Le Conseil national de la presse et de l'audiovisuel, dans un communiqué publié en fin de semaine dernière, demande au ministère de l'intérieur de revenir sur sa décision de confiscation des équipements de la station la Baraka Fm. Des mesures que l'organe de régulation juge contraires à la loi.
Le Conseil national de la presse et de l'audiovisuel décide enfin de sortir de son silence, plus de deux semaines après la fermeture par le ministère de l'information de la station la Baraka Fm. Dans un communiqué publié en fin de semaine dernière, l'instance de régulation des médias n'a pas fait mystère de son opposition à une décision ministérielle lourde de conséquence du point de vue de l'image du pays.
« Depuis deux semaines la station de radiodiffusion « La Baraka FM » n’émet plus. Elle est réduite au silence par une mesure administrative ordonnant la confiscation des équipements de diffusion de la station privée. Cette mesure est intervenue à la suite d’un procès à l'encontre du directeur et principal animateur de ladite station, Abdallah Agwoi », constate le communiqué.
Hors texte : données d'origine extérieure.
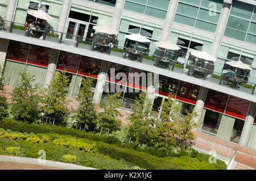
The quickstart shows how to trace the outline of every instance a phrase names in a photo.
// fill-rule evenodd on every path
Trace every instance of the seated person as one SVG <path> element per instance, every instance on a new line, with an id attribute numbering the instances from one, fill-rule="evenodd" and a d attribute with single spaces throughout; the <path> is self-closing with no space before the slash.
<path id="1" fill-rule="evenodd" d="M 113 44 L 113 41 L 110 41 L 110 43 L 109 44 L 109 47 L 107 48 L 107 49 L 106 49 L 106 53 L 108 53 L 109 51 L 110 50 L 110 49 L 114 47 L 114 45 Z"/>
<path id="2" fill-rule="evenodd" d="M 100 40 L 100 43 L 105 43 L 106 41 L 104 40 L 104 38 L 103 37 L 102 37 Z"/>

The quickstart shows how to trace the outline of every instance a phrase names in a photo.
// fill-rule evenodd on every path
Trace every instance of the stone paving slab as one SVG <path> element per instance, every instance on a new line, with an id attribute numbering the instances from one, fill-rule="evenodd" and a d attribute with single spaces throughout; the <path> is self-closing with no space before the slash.
<path id="1" fill-rule="evenodd" d="M 46 160 L 45 163 L 40 163 L 40 161 L 42 159 L 36 158 L 0 155 L 0 170 L 37 169 L 37 167 L 38 169 L 97 170 L 81 165 L 49 160 Z M 22 166 L 22 165 L 23 166 Z"/>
Rappelant que la justice l'a reconnu coupable et l'a condamné mais qu'en aucun cas le tribunal n’a adjoint à son arrêt aucune mesure confiscatoire du matériel de la radio privée et n'a prononcé aucune interdiction d’émettre contre Baraka FM.
« Une telle décision est donc contraire à la loi régissant la presse et les médias du pays. Elle empiète sur les compétences du CNPA, seule instance compétente », a précisé le document qui a rappelé les prérogatives de l'organe de régulation qui cherche à se démarquer malgré les faibles moyens que les pouvoirs publics lui accordent pour son fonctionnement.
Par conséquent, le Cnpa « demande au ministère de l’Intérieur de revenir sur sa décision de confiscation des équipements de la radio « Baraka FM », et de saisir le régulateur des médias qui est l’instance habilitée à se prononcer en cas de litige concernant les médias ». Et d'exhorter « l’ensemble de la presse et des médias publics et privés à se conformer aux lois et textes régissant la profession, à s’informer sur la régulation et à consulter l’instance de régulation afin de renforcer les conditions nécessaires au respect de la liberté d’expression et du droit à une information honnête, plurielle et accessible à l’ensemble des citoyens du pays ».
L'association Sawuti regroupant les médias audiovisuels avait lancé le même appel à l'endroit du ministère de l'information lors d'une conférence de presse. Arguant que la fermeture suivie de la confiscation par la gendarmerie nationale du matériel technique de cette radio est contraire aux textes réglementant et encadrant le paysage médiatique des Comores.